The Milk Punch is a classic cocktail that traditionally combines brandy or rum with sugar, vanilla extract and milk (of course). Its history is extensive, dating to at least the 1600s, when the recipe first appeared in print. Benjamin Franklin was a fan, and so was Queen Victoria—so there’s a reasonable chance you’ll like it, too.
Today, it’s common to find all manner of Milk Punches, including clarified versions, in which citrus is used to curdle the milk, the solids are strained, and you’re left with a beautifully clear cocktail. This Spiced Rum Milk Punch, however, sticks close to the traditional version. It comes from bartender Abigail Gullo, who created the drink while working at Sobou in New Orleans, a town with a predilection for the creamy concoction.

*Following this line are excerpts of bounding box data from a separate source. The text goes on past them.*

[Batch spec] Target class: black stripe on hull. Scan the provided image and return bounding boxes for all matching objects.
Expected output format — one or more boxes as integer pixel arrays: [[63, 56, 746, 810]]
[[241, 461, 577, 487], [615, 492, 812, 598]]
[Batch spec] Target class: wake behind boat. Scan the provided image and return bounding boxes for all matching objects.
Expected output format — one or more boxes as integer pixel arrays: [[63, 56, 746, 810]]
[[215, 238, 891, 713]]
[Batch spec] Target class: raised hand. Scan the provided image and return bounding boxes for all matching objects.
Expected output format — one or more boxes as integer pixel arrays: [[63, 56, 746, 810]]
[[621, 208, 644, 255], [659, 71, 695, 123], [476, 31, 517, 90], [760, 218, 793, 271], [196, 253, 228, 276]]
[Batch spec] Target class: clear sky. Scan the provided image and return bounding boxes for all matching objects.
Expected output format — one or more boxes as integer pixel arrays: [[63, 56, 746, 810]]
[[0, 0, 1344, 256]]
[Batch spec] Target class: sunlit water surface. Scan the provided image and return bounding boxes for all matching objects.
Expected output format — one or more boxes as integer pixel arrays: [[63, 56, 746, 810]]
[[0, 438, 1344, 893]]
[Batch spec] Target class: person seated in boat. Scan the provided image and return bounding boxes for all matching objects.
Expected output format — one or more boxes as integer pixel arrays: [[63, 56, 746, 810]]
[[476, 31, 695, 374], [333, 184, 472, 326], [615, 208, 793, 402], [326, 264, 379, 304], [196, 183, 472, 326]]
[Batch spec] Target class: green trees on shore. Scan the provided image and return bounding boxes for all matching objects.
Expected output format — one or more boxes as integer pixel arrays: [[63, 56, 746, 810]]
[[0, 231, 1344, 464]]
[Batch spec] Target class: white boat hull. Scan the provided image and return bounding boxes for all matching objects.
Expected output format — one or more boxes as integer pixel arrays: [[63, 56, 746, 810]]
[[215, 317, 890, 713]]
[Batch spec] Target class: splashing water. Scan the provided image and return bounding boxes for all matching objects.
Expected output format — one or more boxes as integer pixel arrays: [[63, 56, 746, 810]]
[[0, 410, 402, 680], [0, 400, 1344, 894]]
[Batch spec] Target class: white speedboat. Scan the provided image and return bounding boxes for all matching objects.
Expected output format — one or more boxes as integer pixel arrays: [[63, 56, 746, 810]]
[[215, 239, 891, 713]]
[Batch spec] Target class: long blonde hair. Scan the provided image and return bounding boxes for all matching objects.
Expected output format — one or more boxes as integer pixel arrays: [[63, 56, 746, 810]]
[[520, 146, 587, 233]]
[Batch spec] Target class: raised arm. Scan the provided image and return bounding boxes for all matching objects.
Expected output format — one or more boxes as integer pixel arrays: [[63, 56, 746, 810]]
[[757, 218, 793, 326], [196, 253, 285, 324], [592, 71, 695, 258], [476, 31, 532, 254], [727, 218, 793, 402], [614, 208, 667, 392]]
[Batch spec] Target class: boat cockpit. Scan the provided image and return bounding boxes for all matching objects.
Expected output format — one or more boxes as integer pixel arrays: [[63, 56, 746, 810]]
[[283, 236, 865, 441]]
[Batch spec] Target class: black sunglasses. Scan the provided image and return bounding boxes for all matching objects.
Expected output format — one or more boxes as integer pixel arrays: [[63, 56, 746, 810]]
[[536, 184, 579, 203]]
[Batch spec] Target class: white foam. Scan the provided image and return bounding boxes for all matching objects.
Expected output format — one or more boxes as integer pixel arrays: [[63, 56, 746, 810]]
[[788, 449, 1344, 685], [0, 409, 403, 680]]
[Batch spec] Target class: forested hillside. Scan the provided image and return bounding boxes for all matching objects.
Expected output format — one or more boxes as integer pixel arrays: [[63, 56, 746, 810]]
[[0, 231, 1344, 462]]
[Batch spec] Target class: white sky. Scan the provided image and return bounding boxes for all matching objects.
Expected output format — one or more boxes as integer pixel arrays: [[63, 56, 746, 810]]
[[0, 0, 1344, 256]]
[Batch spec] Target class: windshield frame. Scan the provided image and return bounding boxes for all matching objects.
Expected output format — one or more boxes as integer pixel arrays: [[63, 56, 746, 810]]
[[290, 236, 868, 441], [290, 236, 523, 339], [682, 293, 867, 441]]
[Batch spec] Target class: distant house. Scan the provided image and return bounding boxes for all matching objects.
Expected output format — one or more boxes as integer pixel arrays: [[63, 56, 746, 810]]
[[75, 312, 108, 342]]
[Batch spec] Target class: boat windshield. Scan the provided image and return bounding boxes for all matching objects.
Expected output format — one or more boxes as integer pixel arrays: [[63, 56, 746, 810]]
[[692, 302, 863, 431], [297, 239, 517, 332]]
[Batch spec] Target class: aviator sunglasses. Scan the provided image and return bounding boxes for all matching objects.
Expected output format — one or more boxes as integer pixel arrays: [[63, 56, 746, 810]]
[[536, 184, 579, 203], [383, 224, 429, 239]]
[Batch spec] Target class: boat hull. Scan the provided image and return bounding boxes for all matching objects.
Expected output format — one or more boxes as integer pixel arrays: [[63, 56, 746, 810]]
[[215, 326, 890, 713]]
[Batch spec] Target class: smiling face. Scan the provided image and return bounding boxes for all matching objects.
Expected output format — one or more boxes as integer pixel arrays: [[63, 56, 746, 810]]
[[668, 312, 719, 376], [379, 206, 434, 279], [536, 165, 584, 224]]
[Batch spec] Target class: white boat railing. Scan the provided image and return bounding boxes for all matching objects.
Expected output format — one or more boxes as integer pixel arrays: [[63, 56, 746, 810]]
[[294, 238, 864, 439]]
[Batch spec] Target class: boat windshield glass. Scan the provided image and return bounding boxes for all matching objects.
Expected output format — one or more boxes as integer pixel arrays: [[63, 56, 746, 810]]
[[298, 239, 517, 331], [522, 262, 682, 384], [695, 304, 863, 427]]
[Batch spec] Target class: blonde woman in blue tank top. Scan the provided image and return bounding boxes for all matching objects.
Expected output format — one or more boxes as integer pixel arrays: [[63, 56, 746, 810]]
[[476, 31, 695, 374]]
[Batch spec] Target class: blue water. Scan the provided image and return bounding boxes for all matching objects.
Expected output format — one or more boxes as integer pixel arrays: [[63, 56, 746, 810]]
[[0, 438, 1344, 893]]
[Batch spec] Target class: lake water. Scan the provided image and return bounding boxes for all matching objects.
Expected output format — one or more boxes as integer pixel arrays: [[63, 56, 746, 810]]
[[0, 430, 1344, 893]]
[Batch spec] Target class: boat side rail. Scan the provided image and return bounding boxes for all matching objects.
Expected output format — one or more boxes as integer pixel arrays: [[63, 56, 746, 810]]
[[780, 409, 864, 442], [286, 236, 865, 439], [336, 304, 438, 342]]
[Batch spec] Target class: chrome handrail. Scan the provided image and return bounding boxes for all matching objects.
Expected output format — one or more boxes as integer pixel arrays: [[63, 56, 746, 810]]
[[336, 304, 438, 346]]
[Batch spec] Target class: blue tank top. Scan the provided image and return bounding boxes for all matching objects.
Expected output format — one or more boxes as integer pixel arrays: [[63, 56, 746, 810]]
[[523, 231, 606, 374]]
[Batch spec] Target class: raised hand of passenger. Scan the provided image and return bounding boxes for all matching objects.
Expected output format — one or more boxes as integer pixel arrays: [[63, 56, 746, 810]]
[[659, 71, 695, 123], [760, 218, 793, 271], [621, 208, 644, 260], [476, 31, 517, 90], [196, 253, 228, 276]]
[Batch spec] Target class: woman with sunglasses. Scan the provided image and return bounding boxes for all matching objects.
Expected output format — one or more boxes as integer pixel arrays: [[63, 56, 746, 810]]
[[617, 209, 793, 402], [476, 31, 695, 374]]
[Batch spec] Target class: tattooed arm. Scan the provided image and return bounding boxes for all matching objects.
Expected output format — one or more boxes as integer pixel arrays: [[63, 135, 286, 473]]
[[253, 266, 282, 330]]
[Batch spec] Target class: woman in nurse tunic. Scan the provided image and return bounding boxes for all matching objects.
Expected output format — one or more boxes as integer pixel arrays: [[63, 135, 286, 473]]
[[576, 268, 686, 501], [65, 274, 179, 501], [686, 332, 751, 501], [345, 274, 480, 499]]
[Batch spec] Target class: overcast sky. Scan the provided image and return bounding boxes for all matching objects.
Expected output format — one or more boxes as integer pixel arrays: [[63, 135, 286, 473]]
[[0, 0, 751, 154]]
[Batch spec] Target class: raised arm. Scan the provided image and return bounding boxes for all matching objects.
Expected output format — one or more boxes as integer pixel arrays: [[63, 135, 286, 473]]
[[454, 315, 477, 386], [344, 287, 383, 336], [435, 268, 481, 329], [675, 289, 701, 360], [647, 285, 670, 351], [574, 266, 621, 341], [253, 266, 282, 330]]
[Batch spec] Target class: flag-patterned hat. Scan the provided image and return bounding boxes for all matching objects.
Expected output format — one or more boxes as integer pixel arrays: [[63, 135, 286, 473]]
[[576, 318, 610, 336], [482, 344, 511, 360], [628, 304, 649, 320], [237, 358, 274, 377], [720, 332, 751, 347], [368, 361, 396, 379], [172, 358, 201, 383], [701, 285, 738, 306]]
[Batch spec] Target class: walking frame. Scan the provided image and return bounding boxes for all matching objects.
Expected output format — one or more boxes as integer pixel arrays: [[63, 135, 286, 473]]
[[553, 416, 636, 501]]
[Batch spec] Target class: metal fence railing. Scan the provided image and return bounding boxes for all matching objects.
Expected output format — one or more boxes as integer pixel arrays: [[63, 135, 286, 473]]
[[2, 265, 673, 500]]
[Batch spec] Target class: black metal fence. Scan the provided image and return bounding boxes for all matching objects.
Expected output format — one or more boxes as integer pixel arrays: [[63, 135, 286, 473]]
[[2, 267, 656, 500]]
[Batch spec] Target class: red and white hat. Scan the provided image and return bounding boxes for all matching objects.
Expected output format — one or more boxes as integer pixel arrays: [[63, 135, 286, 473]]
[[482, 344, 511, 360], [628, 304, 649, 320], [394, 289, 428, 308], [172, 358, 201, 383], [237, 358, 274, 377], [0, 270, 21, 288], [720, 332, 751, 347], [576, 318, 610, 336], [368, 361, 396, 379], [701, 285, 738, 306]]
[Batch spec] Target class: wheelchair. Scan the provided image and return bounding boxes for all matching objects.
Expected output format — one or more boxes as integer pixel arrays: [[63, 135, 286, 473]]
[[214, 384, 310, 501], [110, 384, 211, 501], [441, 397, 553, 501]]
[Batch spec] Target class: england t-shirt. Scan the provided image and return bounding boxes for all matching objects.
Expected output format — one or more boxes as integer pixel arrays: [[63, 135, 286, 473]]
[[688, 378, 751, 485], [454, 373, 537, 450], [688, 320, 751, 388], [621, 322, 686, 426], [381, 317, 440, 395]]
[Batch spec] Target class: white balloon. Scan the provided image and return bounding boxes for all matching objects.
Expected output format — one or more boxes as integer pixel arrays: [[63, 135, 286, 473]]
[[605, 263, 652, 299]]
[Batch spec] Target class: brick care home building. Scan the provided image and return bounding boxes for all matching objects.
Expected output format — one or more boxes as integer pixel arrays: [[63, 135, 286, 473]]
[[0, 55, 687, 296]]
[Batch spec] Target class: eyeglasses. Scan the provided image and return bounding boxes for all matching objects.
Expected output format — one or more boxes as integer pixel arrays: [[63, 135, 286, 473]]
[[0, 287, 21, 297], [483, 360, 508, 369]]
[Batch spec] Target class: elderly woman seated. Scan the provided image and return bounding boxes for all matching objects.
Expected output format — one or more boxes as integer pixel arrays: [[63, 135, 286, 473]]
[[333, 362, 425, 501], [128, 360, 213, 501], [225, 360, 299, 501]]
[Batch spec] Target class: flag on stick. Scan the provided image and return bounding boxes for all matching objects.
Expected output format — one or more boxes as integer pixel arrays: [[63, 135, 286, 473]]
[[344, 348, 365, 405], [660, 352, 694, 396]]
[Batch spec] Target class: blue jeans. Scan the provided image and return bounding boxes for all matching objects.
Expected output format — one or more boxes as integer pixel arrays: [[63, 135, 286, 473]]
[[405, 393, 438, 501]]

Gullo starts with spiced rum, merging the flavorful spirit with milk, simple syrup and vanilla extract before dusting the surface with freshly grated nutmeg and cinnamon. The result is similar to Eggnog—which is a type of milk punch—but minus the egg. So it’s a great option for anyone who desires a rich and delicious treat that’s quick and easy.
The Spiced Rum Milk Punch and its many cousins can be enjoyed any time of day, but they are most popular during brunch, particularly in New Orleans. The combination of protein-packed milk with eye-opening rum is enough to kick-start any morning.
- 1 1/2 ounces spiced rum
- 3 ounces milk
- 3/4 ounce simple syrup
- 1 dash pure vanilla extract
- Garnish: nutmeg, freshly grated
- Garnish: cinnamon, freshly grated
Add the spiced rum, milk, simple syrup and vanilla extract into a shaker with ice and shake vigorously until well-chilled.
Strain into a chilled rocks glass.
Garnish with a light dusting of freshly grated nutmeg and cinnamon.